I remember him and his eyes. I remember his laugh. If I close my eyes long enough and think about him, I will be able to remember how it was to hold his hands, how his chest expanded and how it felt to hold him close enough. It can be almost as if he was there with me again.

Once, with no words, he pushed me against the lockers and his breath alarmingly warm on my skin. But I couldn’t look away. His eyes and hands held me so tight that when he let go, I couldn’t shake the imprint of his hands on my shoulder and his eyes in mine.

Another time, he had taken my hands and put it around his neck, his arms snaking around my waist, his voice close to my ear and whispering. Just whispering so many things, maybe about love, maybe about every day, but all I can remember is his breath warming the insides of my ear, the feel of his arms against jacket, the distance between us and everyone else as they watched us instead.

I wished I had enough courage to have held him back as well.
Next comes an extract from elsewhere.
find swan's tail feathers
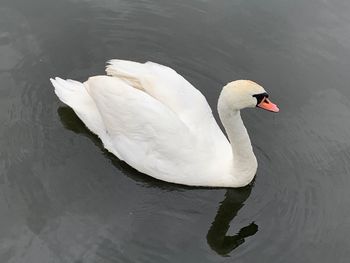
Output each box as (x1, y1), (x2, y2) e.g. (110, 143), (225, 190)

I remember the warmth of his skin against mine as a storm brewed outside his apartment, the television on, with me and another friend snuggled up on his couch, watching cheesy, romantic music videos. We fell asleep on each other as the afternoon turned into early evening.

I remember his hands when I first held it—unexpected and silent. I remember the look on his eyes at the contact: soft. I remember the feel of his hair against my hand and my face, his hair sweeping across my cheek. I remember his warmth as he took my fur-lined autumn jacket and wore it himself, his warmth as I stepped closer to take it off him, and for a moment how we both stood so close.

His hand removing my hood as I struggled to ignore the world and his questions. I remember his hands when I began to leave him.

I remember the the last touch he gave me without even taking a step near: a sad, desperate look that made my skin alternately warm and cold. How his voice felt when I heard it. A steam from the food we had ordered as the afternoon turned into a windy evening. The feel of the distance between us as we watched cars together, on an old wooden bench.

The feel of his voice, cracking into more questions and sadness when I finally stepped away. Touch has a memory of its own sometimes, and it doesn’t even have to be on the skin.